For those of you who have never encountered Biltong (my sympathies are with you) it is a coriander-spiced, dried, cured beef product, similar to jerky but vastly superior. Imagine, if you will, a really tasty dog chew. I was introduced to this king of all bar snacks about a year ago by the South Africans in my life and have been raring to make my own ever since. Last weekend I decided to stop raring and start doing.
‘To dry will be an awfully big adventure.’
― J.M Barrie,
I opted to make two varieties of Biltong, one classic and one with a paprika kick. Thankfully the production process is a reasonably quick and after just four days of drying both batches are now ready to sample. The question is are they worth sampling? To help me come to a verdict on DIY Biltong I am joined today by genuine South African Bronjamin who will be providing her own expert opinion. But first a bit of background…
A bit of background
Biltong = Bil buttock and tong strip.
I swear that the etymology of bacon was exactly the same. Seriously people, stop naming food after buttocks!
Buttockstrip’s origins lie in the 17th century when Dutch, German and French seafarers first arrived on the sunny shores of South Africa with vats of pickled meat and colonial intentions. Of course the indigenous people of Southern Africa had been curing and drying livestock for centuries but it was the European settlers who first introduced the vinegar wash and coriander rub which give Biltong its unique identity.
Before this point rumour has it the meat was flavoured primarily by horse sweat. Migrating tribesmen would place strips of venison under their horses saddles where they was tenderised by the chaffing. I chose not to replicate this method.
Biltong should be eaten in quantity from a paper bag. Alternatively it can be added to muffins, breads and stews or used as a teething aid by hardcore carnivore babies. I’ve heard tell of Biltong-flavoured cheese spread but I choose to believe that humanity has not sunk to such depths.

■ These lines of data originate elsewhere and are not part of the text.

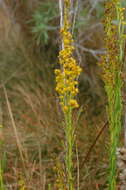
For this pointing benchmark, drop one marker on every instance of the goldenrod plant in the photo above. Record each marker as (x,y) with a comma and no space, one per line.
(66,79)
(111,64)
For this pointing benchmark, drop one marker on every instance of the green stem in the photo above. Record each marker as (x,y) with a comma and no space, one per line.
(69,148)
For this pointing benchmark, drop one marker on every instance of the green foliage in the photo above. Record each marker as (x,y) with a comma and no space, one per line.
(42,21)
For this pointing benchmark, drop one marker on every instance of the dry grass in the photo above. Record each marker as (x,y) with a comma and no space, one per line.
(36,114)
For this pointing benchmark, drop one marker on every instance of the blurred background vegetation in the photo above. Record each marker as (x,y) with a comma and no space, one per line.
(30,41)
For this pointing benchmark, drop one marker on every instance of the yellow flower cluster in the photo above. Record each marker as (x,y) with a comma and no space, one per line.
(67,75)
(110,62)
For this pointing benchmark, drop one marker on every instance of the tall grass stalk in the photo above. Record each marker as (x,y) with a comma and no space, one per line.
(66,78)
(112,66)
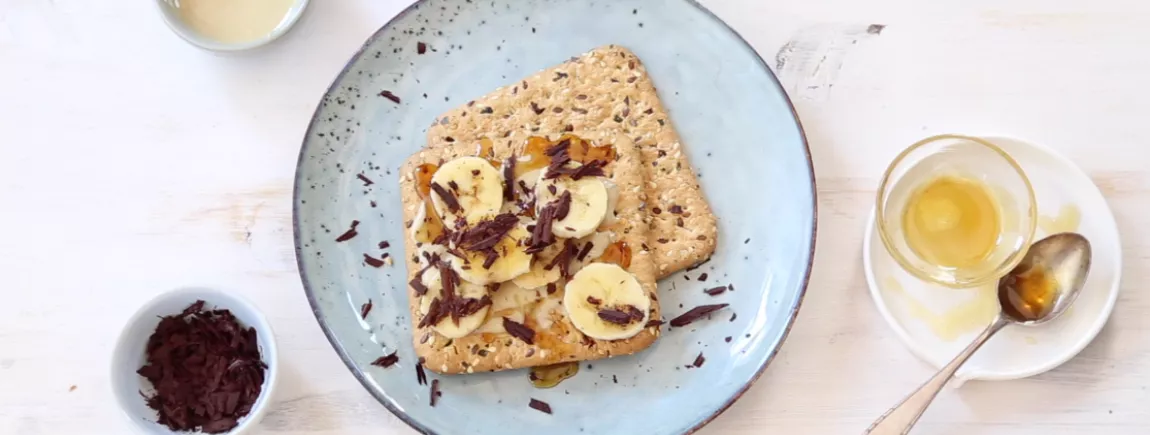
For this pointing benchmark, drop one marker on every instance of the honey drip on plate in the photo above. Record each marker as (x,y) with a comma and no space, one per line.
(1028,296)
(618,253)
(547,376)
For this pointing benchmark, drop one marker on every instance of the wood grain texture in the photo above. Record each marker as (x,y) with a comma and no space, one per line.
(133,163)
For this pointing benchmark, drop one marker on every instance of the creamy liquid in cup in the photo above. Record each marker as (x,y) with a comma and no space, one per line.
(234,21)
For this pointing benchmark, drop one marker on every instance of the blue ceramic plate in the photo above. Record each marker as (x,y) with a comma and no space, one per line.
(737,126)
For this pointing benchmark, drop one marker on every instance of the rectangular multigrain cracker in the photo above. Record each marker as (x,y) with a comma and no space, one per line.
(603,91)
(556,340)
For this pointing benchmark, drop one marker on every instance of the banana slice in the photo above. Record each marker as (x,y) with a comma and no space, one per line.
(510,296)
(511,262)
(588,207)
(539,275)
(474,190)
(602,291)
(468,323)
(495,321)
(544,311)
(612,201)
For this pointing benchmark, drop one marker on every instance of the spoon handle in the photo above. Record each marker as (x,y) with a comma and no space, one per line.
(901,418)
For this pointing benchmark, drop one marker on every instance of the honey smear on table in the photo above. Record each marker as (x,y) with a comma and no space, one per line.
(952,222)
(234,21)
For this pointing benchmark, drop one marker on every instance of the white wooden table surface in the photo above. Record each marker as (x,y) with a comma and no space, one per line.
(132,162)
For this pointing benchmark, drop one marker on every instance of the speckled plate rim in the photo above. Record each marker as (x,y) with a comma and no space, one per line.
(792,314)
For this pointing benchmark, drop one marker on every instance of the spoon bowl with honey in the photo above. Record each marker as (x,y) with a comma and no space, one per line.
(1039,289)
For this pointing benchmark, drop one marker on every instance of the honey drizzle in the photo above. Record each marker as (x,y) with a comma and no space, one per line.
(618,253)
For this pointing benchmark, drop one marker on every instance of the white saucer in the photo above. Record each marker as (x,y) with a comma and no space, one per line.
(936,322)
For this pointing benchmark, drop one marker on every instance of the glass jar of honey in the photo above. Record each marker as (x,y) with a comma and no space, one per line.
(957,211)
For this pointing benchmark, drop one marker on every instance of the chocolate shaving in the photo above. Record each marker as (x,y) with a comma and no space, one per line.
(373,261)
(206,368)
(539,405)
(564,205)
(715,291)
(418,285)
(490,259)
(390,96)
(695,313)
(347,235)
(365,308)
(510,178)
(447,197)
(625,315)
(421,376)
(485,235)
(519,330)
(584,251)
(388,360)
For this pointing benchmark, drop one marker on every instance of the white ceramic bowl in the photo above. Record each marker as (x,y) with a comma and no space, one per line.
(167,9)
(129,355)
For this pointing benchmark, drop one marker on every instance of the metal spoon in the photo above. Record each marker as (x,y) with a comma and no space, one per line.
(1039,289)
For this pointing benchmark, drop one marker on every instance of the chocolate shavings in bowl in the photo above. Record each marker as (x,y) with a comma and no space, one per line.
(539,405)
(386,360)
(366,308)
(695,313)
(206,369)
(519,330)
(347,235)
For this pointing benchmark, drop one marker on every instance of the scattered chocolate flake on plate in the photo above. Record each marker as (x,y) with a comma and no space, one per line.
(539,405)
(696,313)
(390,96)
(421,376)
(435,391)
(373,261)
(347,235)
(715,291)
(386,360)
(366,308)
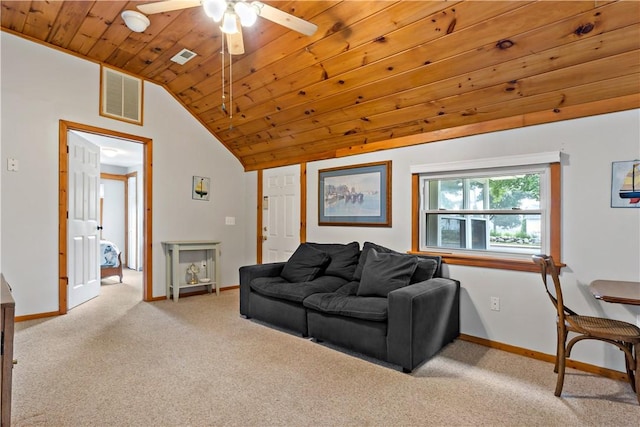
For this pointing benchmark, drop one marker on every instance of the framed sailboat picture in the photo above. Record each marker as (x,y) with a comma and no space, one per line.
(200,189)
(625,184)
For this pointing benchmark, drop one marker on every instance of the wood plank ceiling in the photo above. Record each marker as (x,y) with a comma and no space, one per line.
(376,74)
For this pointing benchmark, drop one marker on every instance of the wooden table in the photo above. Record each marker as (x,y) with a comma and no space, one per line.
(616,291)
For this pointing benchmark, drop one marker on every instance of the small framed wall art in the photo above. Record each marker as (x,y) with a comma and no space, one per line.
(625,184)
(201,188)
(358,195)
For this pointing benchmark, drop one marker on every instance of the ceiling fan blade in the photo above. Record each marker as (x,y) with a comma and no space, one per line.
(285,19)
(235,42)
(167,6)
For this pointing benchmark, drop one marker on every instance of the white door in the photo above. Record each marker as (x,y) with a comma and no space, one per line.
(83,242)
(280,213)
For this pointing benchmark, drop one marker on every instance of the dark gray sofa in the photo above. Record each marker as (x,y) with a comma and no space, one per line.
(391,306)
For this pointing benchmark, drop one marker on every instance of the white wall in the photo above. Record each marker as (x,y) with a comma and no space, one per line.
(597,241)
(41,86)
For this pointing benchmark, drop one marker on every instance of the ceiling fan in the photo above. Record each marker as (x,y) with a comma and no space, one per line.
(231,13)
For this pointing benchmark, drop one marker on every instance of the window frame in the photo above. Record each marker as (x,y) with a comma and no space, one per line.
(493,260)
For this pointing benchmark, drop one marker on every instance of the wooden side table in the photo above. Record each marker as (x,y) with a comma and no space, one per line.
(176,276)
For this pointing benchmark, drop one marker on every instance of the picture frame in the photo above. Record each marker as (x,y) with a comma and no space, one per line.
(201,188)
(358,195)
(625,184)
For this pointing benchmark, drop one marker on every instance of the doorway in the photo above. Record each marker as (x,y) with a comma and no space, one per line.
(145,260)
(282,219)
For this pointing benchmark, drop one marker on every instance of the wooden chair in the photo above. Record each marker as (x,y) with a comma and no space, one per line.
(623,335)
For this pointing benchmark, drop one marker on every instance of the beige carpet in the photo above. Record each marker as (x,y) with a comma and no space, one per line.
(117,361)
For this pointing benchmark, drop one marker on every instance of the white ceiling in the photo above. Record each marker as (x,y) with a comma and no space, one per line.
(129,153)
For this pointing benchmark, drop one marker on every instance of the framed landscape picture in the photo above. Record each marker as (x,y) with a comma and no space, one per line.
(358,195)
(625,184)
(200,189)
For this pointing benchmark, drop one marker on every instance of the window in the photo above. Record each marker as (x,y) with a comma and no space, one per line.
(493,212)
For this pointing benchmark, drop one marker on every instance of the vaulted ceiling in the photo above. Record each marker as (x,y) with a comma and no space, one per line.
(376,74)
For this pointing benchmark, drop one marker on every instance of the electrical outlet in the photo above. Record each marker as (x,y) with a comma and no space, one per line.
(13,165)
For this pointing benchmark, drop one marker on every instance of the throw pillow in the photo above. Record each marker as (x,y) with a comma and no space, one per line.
(305,264)
(357,275)
(425,269)
(344,258)
(385,272)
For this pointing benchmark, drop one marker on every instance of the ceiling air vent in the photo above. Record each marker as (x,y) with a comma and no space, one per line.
(183,56)
(121,96)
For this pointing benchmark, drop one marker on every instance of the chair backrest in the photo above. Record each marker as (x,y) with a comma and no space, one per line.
(548,268)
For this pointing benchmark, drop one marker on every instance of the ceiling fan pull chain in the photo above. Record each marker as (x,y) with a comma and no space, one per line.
(230,92)
(224,107)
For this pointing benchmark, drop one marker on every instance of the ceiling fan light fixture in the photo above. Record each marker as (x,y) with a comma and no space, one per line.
(135,20)
(214,9)
(247,13)
(229,23)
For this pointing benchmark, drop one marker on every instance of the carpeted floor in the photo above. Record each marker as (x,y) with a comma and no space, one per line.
(118,361)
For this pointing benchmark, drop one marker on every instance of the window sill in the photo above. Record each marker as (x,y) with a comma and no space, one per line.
(485,262)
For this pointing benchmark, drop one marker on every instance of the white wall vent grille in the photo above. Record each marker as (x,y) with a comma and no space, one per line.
(120,96)
(183,56)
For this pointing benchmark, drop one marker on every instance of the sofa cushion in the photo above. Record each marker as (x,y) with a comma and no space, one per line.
(357,275)
(425,269)
(385,272)
(344,258)
(278,287)
(366,308)
(305,264)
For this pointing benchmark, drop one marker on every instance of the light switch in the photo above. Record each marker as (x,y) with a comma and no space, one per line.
(12,165)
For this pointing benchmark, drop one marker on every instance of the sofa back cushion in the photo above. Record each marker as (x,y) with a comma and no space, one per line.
(305,264)
(344,258)
(385,272)
(357,275)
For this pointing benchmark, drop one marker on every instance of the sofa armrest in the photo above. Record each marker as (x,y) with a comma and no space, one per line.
(423,318)
(250,272)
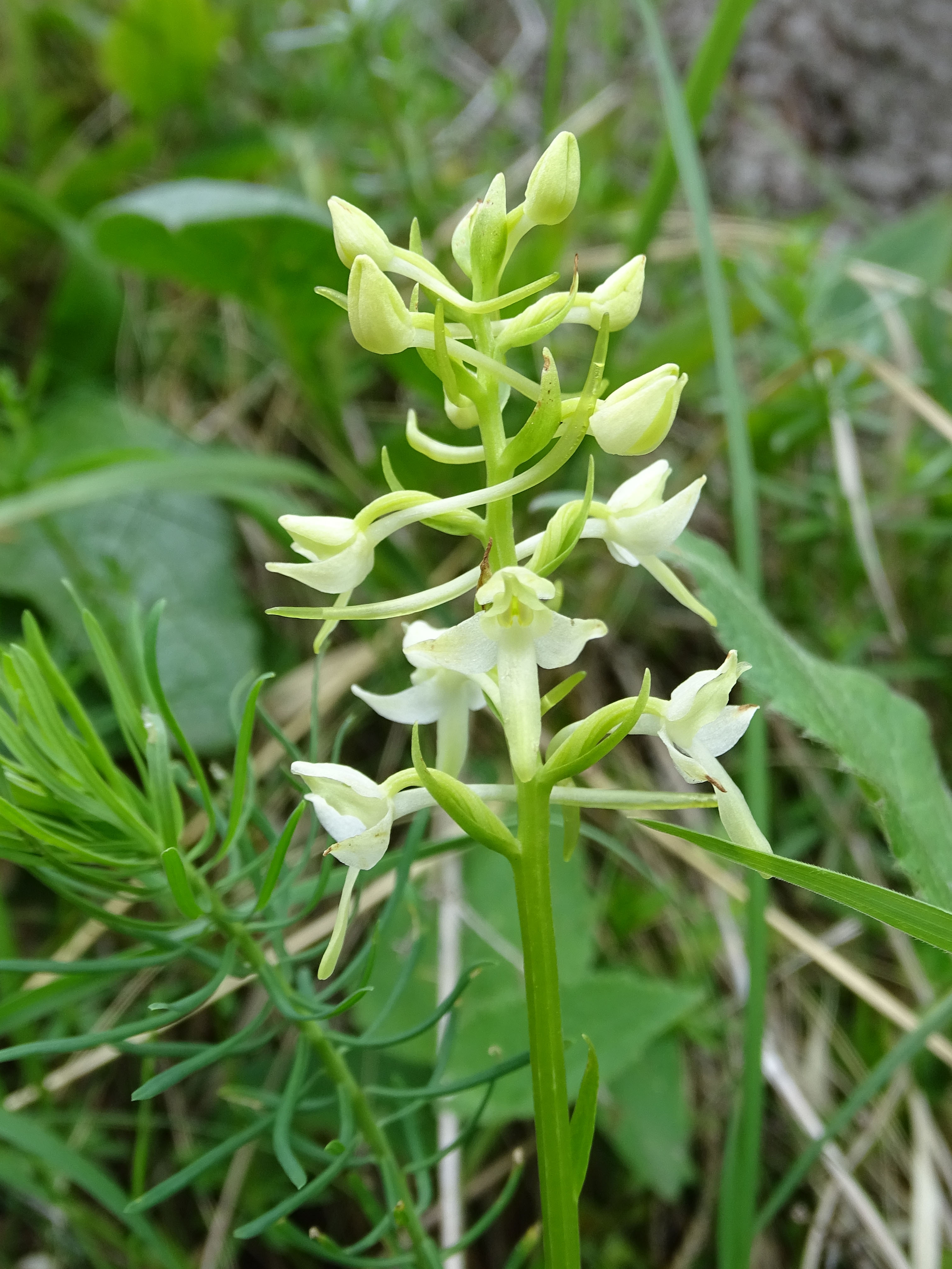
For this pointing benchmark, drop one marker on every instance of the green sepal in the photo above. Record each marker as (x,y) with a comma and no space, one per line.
(595,737)
(564,531)
(582,1127)
(560,691)
(461,805)
(176,875)
(461,525)
(543,423)
(455,377)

One big slab of cow. For best results keep to lean and mean cuts such as silverside, topside or rump.
‘Ahem,’ *unashamedly mounts high horse* I won’t apologise for telling you to use local, ethically sourced meat. Never forget that a cow had to die for your enjoyment; make sure it died well.
125ml Wine vinegar: Red, white or a blend of both. Cider vinegar will also do.
100ml Brown sugar: Muscavado for those sweeeet sweet molasses notes.
30g Salt: Use coarse rock salt to avoid over seasoning.
15g Bicarbonate of soda
125ml Crushed coriander seed: To roast or not to roast, that is the question. The answer = yes
1tbsp Cracked pepper: Taste the rainbow variety.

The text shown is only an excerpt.